11 Replies to “Making Peace with the Bridge, for Now.”

  1. That's a good word. I always have to remember that there may be a certain order to things. Case in point: a number of my youth in the past were all about changing the world, knew all the RED statistics, but didn't know anything about the Bible. Were their aspirations wrong? No. But were they sustainable? Did they come in the wrong order? Perhaps. Most of them have left the faith. I think it's okay that your son is grasping the transcendent implications of Gospel, though perhaps not the temporal ones. These things come in time, and perhaps, he's grasping them in the right order?

  2. It is good for children and people at a childlike state of development. But one of my fears is that many people will never advanced beyond a Sunday School level of understanding.

    And even a small child can understand that being with God (or, better, God being with us) means doing the right thing and doing justice, loving mercy, etc.

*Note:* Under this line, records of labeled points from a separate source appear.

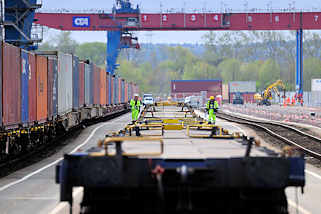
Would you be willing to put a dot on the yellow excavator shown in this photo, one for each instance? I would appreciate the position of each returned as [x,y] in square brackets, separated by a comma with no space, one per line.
[266,97]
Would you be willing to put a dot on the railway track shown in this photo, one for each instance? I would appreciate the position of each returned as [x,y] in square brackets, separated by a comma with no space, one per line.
[305,142]
[48,148]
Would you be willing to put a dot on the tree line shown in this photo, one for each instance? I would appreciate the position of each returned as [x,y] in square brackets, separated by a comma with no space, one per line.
[261,56]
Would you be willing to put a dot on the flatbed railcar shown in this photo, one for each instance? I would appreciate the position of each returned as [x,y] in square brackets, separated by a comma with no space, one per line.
[172,161]
[47,93]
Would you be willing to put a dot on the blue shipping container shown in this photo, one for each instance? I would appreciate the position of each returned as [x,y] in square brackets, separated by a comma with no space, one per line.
[75,82]
[89,98]
[109,90]
[24,87]
[1,84]
[123,91]
[52,87]
[116,88]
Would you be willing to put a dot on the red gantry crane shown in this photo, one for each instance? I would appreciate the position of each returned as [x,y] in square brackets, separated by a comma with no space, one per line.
[128,19]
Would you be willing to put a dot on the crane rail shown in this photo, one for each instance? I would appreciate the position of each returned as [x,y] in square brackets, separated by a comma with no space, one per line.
[305,142]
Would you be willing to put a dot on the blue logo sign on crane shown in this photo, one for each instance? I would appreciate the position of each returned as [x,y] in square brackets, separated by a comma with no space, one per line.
[80,21]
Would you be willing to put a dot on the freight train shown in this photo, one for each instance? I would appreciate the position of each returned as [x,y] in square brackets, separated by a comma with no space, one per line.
[45,94]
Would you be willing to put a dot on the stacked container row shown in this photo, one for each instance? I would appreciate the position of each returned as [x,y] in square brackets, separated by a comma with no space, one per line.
[38,87]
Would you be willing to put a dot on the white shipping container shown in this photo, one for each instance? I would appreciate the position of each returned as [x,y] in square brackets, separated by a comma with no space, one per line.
[316,85]
[242,86]
[64,83]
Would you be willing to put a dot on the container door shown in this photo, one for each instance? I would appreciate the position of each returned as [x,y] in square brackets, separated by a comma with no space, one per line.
[64,83]
[75,83]
[81,84]
[11,86]
[50,88]
[1,83]
[32,88]
[42,88]
[24,87]
[55,87]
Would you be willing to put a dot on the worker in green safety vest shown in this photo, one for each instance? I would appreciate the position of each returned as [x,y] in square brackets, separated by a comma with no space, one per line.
[135,106]
[211,108]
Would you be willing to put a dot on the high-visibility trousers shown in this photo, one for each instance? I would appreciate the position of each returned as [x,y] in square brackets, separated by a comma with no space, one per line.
[135,114]
[211,116]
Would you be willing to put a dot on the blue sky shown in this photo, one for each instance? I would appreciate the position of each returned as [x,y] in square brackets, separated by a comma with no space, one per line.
[156,5]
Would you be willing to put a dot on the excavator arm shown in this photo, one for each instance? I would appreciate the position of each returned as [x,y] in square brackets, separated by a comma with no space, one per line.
[267,96]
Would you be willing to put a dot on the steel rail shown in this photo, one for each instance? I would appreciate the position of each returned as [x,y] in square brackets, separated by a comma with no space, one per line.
[256,123]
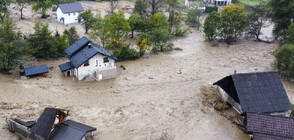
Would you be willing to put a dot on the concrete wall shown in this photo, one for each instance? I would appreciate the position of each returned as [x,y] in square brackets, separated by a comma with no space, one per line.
[83,71]
[68,19]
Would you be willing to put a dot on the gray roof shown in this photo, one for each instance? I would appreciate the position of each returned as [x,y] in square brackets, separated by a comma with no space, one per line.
[45,123]
[35,70]
[70,130]
[267,127]
[83,50]
[257,92]
[65,66]
[71,7]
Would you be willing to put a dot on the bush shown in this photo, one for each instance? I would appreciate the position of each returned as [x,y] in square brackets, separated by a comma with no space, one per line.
[126,53]
[210,9]
[285,60]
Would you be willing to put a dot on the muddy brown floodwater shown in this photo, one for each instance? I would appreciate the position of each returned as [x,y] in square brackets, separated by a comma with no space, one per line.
[151,99]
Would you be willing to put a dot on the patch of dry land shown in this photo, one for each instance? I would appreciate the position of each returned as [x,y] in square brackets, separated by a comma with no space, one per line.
[151,99]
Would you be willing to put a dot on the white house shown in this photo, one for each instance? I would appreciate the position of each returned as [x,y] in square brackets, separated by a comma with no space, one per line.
[220,2]
[68,13]
[89,61]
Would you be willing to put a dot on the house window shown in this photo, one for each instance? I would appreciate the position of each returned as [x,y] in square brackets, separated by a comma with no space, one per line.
[97,62]
[105,60]
[86,64]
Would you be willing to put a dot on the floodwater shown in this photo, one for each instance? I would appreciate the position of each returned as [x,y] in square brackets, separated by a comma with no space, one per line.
[159,96]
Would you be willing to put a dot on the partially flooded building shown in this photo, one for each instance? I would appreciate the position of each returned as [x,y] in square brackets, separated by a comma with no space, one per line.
[260,92]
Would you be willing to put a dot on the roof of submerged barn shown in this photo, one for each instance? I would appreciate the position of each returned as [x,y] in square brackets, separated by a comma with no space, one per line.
[257,92]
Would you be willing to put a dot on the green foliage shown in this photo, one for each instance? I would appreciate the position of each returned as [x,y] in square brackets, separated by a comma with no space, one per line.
[144,43]
[126,53]
[42,43]
[11,46]
[71,35]
[42,6]
[234,22]
[256,19]
[282,14]
[193,18]
[135,22]
[141,8]
[288,35]
[21,5]
[210,9]
[112,30]
[212,25]
[285,60]
[87,19]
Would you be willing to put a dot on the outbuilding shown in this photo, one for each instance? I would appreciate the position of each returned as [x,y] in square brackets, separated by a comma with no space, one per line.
[259,92]
[68,13]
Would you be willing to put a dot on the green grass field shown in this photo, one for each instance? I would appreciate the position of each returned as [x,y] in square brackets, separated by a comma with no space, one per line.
[252,2]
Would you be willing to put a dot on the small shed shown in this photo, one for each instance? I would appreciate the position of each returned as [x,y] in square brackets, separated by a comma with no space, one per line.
[32,71]
[267,127]
[260,92]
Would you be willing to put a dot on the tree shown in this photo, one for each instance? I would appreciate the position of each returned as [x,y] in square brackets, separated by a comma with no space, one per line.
[141,8]
[10,46]
[112,30]
[135,22]
[212,25]
[282,14]
[256,19]
[285,60]
[43,6]
[155,6]
[21,5]
[144,43]
[42,42]
[113,6]
[288,35]
[87,19]
[234,21]
[71,35]
[193,17]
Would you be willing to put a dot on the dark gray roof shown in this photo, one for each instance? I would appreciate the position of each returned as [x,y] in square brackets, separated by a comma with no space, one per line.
[71,7]
[65,66]
[70,130]
[45,123]
[257,92]
[35,70]
[78,45]
[83,50]
[269,127]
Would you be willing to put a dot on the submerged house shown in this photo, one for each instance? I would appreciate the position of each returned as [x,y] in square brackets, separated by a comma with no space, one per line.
[89,61]
[32,71]
[68,13]
[267,127]
[45,128]
[260,92]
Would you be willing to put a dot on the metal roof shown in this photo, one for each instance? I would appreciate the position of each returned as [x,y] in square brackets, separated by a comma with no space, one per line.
[257,92]
[269,127]
[45,123]
[65,66]
[71,7]
[35,70]
[70,130]
[83,50]
[78,45]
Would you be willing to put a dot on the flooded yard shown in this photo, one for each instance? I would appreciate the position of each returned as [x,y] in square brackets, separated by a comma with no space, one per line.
[157,96]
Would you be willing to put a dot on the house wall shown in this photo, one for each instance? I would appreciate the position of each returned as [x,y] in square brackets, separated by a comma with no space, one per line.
[83,71]
[67,19]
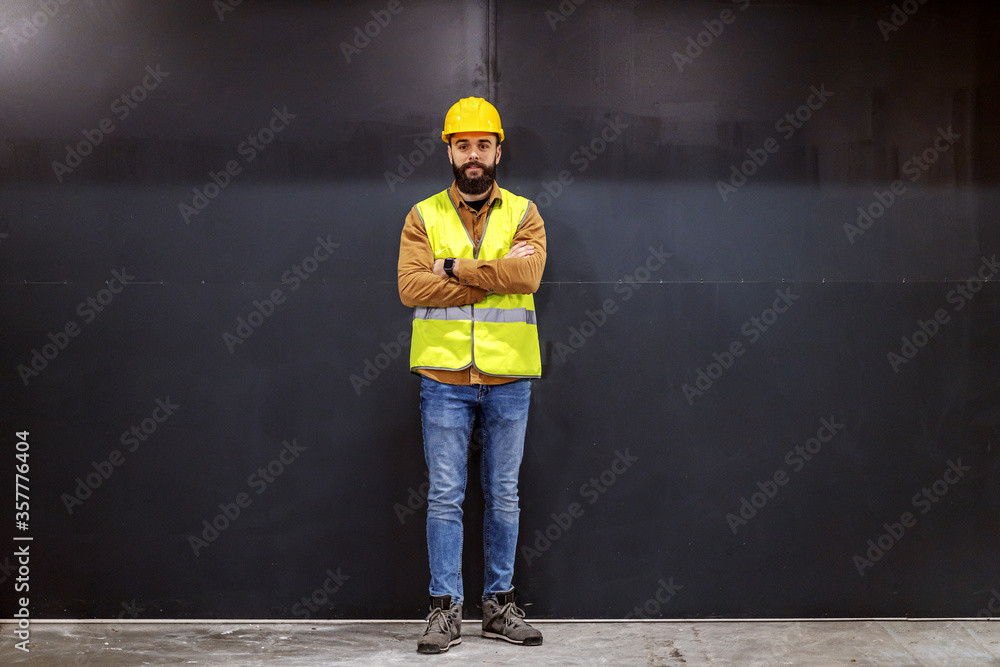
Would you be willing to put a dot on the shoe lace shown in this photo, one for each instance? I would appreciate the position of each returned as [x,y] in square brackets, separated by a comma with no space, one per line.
[439,620]
[511,615]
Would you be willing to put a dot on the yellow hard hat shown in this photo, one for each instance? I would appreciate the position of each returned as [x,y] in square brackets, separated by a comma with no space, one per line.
[471,114]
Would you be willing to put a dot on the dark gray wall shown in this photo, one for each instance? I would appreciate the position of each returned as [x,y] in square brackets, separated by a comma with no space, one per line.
[633,483]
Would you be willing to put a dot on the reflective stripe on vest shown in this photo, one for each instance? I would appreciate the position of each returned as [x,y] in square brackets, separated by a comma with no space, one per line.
[499,335]
[479,314]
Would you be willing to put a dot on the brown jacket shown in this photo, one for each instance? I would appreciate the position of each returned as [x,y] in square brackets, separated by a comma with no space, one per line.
[419,286]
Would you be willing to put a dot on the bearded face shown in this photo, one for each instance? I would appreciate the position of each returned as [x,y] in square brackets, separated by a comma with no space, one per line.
[478,184]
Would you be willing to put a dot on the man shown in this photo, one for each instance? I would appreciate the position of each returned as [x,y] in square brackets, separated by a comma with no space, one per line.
[470,258]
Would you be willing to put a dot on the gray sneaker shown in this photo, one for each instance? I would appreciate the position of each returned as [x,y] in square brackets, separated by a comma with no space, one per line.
[444,626]
[502,619]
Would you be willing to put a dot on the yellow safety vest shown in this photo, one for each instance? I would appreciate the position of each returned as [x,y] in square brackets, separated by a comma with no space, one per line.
[499,335]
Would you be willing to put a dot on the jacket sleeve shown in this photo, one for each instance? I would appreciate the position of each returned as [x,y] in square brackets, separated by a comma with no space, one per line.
[517,275]
[418,284]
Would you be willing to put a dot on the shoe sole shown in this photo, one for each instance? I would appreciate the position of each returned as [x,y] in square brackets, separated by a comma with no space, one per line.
[434,648]
[531,641]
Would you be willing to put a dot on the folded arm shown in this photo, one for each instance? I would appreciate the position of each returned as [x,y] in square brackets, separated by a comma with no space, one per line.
[518,273]
[418,284]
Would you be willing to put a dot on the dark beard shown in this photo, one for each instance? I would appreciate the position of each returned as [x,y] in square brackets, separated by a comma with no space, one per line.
[475,186]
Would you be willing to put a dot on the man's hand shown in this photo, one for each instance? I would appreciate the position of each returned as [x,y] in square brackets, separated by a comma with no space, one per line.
[521,249]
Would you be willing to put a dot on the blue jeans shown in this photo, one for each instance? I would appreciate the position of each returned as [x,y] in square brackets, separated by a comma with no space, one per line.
[447,413]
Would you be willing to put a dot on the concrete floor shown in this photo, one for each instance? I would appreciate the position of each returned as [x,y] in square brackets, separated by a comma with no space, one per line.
[868,642]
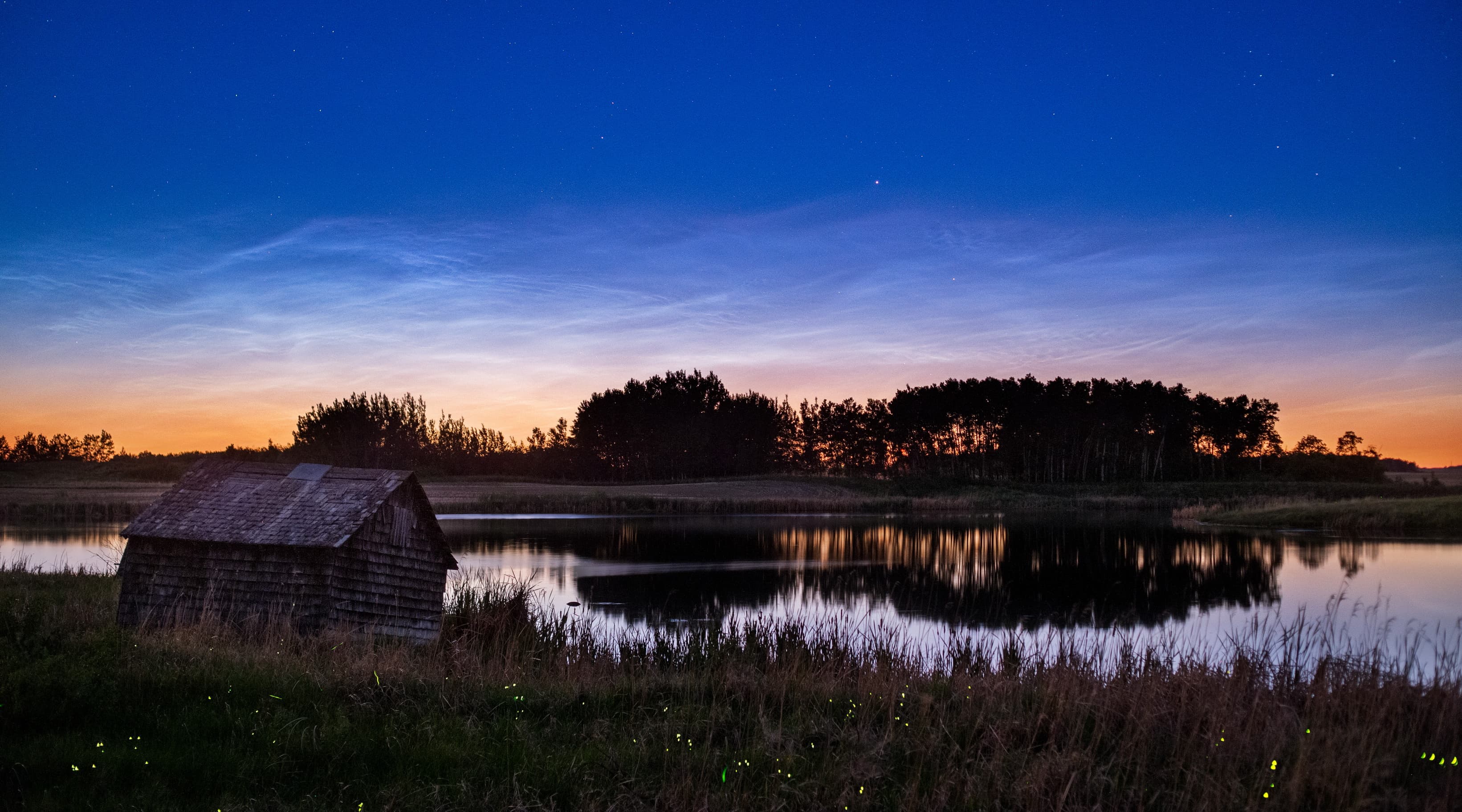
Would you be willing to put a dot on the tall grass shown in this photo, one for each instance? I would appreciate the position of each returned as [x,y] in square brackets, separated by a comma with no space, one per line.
[524,707]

  3. Good thoughts. I too have been trying to find a good way to explain the gospel of Isaiah. I like the four circles presentation but think that it's not right for his current stage of developmemt.

  4. Jason,

    Yeah. God with us is what we really want to communicate.


    I'm not familiar with the four cicles. What is that?

  5. Good words. My biggest bone with the BI has been the "getting to heaven" emphasis. Your simple addition to the illustration serves our kids and the church well: God crosses the bridge to get to us; God is all about "getting to earth." Thanks.

  6. yeah, i like that idea that God comes to get us, and bringing heaven to earth.

    maybe the illustration should be vertical instead of horizontal where we are being raise up to God and he is coming down to us, and discipleship means bringing heaven to earth.

  7. Not that it is unbiblical, but the bridge is not in the Bible. There is a chasm between Lazarus and the rich man but it is not appropriate. All in all I think one of the problems with a bridge is that it does not delineate the process well enough. The precipices are distinct but not the process.

    SO, how about a threshold illustration? It is biblical on many levels. Most cultures also have entrance ceremonies that make the analogy work on a deeper level. Also, many gates and doors have keepers and/or attendants. Jesus is the gate and gatekeeper in the Bible.

    I wish this were ancient times so that the upward progression into sacred space was still instinctual because I feel that would help. The raised nature of holy space was also a return to a primeval time(first out from the flood-waters). Maybe a stepped stoop? Who knows.

    Good luck. If you draw something up better than the bridge let me know.